Environmental groups are responding to news that the state will retain an outside expert to review the Line 5 tunnel project.
Last month, environmental groups and engineers raised concerns about the state’s ability to review Enbridge’s Line 5 tunnel project - worrying they didn’t employ experts who could provide an adequate review of the project.
The Michigan Department of Environment, Great Lakes, and Energy has since announced it will retain an international civil engineering firm to provide a technical review.
David Holtz is with Oil and Water Don’t Mix, an environmental group opposed to the tunnel project and continued operation of the Line 5 pipeline.
“It’s a good step,” he said. “It’s a positive step potentially but it’s still an open question whether it will have any real meaning.”
Holtz said it’s good the state is taking a review of the pipeline tunnel seriously - but it’s unclear how much the consultant’s analysis will factor into a decision on whether to greenlight the project.

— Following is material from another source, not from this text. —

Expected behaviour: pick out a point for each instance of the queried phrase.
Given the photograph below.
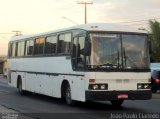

“It’s great that they hired consultants, engineers, to fill the gap in their own expertise,” he said. “But that doesn’t take away from the fact that their major responsibility is still to protect the Great Lakes. Every day that pipeline is there they are not doing it.’
The firm hired by the state to review the tunnel project did not respond to our request for comment.
Separately, an Administrative law judge ruled last week that the Michigan Public Service Commission will have the authority to review the tunnel project, something Enbridge Energy, which owns the pipeline, had argued against.